Clinical Trial Finder

INCLUSION CRITERIA:

• - Age≥50.

• - BMI ≤ 40 kg/m2.

• - Self-identify as Black (including African American) - Knee pain ≥4/10 on a 11 numeric scale over the past week.

• - Scored 5 or more on either the Patient Health Questionnaire (PHQ-9) and/or the Generalized Anxiety Disorder 7-item Scale (GAD-7) - Can speak and understand English at a sufficient level to understand the study procedures and informed consent.

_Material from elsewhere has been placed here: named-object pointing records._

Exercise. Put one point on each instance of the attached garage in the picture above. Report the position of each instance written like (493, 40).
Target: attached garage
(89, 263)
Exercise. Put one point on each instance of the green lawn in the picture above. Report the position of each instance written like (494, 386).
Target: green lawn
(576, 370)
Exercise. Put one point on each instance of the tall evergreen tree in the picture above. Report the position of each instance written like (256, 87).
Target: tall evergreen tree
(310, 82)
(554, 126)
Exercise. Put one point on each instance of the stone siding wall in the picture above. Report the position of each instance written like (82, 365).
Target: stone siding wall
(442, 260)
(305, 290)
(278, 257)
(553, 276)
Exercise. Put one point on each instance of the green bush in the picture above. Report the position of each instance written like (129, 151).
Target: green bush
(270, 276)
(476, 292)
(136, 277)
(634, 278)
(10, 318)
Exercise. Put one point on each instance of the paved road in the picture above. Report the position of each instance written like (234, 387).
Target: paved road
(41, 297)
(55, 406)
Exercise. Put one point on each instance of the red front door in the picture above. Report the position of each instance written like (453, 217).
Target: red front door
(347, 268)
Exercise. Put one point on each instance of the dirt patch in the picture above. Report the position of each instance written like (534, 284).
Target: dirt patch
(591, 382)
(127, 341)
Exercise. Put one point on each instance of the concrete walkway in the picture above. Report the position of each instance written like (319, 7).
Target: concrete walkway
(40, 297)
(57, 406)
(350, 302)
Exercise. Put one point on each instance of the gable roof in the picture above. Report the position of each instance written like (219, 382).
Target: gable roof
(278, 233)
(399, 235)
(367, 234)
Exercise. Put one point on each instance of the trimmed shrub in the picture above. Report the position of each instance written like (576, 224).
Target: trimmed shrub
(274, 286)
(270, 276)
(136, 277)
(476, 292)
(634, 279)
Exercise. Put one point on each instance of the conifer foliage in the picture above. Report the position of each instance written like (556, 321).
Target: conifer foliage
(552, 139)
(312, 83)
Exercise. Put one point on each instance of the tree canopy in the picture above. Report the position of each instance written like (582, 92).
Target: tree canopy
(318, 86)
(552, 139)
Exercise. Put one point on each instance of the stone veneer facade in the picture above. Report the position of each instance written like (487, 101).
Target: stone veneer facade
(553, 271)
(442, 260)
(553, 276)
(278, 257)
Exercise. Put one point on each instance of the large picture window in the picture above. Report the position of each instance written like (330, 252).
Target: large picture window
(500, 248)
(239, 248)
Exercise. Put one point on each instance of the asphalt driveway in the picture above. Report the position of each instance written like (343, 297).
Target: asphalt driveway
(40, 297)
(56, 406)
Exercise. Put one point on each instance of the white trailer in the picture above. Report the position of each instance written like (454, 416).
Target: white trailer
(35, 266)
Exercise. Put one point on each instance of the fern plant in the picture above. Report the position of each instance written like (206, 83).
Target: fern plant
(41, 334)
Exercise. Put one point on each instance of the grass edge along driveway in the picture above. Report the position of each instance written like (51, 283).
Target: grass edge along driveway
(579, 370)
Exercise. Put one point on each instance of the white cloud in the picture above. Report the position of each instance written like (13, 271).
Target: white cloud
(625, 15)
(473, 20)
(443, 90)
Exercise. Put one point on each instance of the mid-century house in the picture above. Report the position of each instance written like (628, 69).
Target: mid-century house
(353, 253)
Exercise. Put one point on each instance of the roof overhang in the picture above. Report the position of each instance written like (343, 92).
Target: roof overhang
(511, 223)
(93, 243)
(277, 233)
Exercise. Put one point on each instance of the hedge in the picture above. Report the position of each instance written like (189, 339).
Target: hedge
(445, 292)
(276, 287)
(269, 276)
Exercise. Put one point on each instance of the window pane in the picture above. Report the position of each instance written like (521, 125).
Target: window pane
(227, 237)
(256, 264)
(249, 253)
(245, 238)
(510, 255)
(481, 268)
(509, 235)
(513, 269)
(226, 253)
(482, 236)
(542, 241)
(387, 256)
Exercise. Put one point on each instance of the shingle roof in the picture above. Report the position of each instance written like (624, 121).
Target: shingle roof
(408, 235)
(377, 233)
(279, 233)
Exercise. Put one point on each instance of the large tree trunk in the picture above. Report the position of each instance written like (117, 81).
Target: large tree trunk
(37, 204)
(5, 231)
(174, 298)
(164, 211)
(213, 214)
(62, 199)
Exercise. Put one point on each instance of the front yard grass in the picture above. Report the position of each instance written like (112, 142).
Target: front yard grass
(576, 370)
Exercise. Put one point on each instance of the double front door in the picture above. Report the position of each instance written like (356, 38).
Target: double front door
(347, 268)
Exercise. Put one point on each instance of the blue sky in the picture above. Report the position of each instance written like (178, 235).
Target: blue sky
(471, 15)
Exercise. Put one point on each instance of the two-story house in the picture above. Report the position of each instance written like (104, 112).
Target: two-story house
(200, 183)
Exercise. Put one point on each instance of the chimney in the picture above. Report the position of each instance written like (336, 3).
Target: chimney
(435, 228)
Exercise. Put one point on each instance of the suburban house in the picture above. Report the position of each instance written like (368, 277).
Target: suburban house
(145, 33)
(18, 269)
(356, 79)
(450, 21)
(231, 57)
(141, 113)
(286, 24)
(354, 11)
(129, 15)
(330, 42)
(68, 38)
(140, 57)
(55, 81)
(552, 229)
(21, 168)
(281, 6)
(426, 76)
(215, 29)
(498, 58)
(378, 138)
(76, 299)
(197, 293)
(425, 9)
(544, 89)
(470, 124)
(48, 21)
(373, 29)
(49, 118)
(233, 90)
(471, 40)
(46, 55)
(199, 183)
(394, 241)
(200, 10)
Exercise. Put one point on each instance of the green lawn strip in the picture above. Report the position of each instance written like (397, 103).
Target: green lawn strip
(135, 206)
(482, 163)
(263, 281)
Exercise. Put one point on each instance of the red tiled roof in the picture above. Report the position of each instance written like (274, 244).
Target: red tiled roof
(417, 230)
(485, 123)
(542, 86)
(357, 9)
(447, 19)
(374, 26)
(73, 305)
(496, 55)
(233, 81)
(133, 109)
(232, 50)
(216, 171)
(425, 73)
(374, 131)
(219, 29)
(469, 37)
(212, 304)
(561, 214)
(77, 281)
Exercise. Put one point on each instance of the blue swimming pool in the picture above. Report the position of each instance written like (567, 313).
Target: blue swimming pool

• - Available for study duration.

• - Available to attend in-person intervention sessions at the community location.

• - Able to attend remote sessions.

EXCLUSION CRITERIA.

• - Knee, hip or ankle replacement.

• - Intra-articular corticosteroid or hyaluronic acid knee injection within 3 months.

• - Knee surgery within past 6 months.

• - Currently receiving or received within 3-months any PT for knee OA.

• - Currently receiving or received within 3 months any mental health intervention (excluding pharmacologic treatments) - Planning to initiate physical therapy for joint or low back pain in the next 3months.

• - Planning to initiate any mental health treatment (excluding pharmacologic treatments) in the next 1 month.

• - Systemic inflammatory arthritis (e.g., rheumatoid arthritis) - Neurologic conditions (e.g., stroke, Parkinson's disease, etc.) - Contraindications to starting an exercise program.

• - Suspected substance abuse.

• - Lack capacity to consent.

• - Pregnancy (self-report) - Participation in another clinical trial for any joint or muscle pain.

• - Planning for a major surgery in the next 6 months.

- Having high risk mental health symptoms (active suicidality, bipolar disorder, mania, psychosis, schizophrenia) - Receiving chemotherapy or radiation therapy for cancer (except non-melanoma skin cancer)

In this feasibility study, at least 20 and up to 40 Black Adults will be enrolled to receive PMSJ intervention. Participants who will take part in this research study will be in it for about 26 weeks. Participants will receive a one-hour individual session of psychoeducation, mindfulness, and cognitive behavior therapy skills for 10 weeks via a HIPAA-protected zoom video-call or over the telephone. In addition, they will receive a community-based group exercise and pain education program once a week for 10 weeks. Participants will also continue to receive their usual care. Participants will be asked to take surveys at five time points (i.e.) before the start of the 10-week intervention (baseline visit), mid-way through the intervention (week 5), end of the 10-week intervention (post-intervention), 6 weeks after the intervention (week 16) and 12 weeks after the intervention (week 22). Brief surveys will also be completed weekly throughout the study. The surveys will be about pain, function, quality of life, mood, social support, sleep, etc. At baseline and post-intervention visits, all participants will also be asked to wear a small movement sensor on their lower back for 7 days of continuous movement and physical activity monitoring. During both of these 7-day periods, participants will complete a single remote assessment of their walking. Feasibility of the intervention will be determined post-intervention by outcome measures such as recruitment rate, retention rate, and adherence.

Arms

Experimental: Positive Minds Strong Joints

Participants will receive an individual mental health intervention through a zoom video-call once a week for 10 weeks and a community-based group exercise intervention once a week for 10 weeks.

Interventions

Behavioral: - Positive Minds, Strong Joints

In this10-week physical and mental health intervention, participants will receive recommended exercise intervention and evidence-based mental health intervention for pain, depression and anxiety.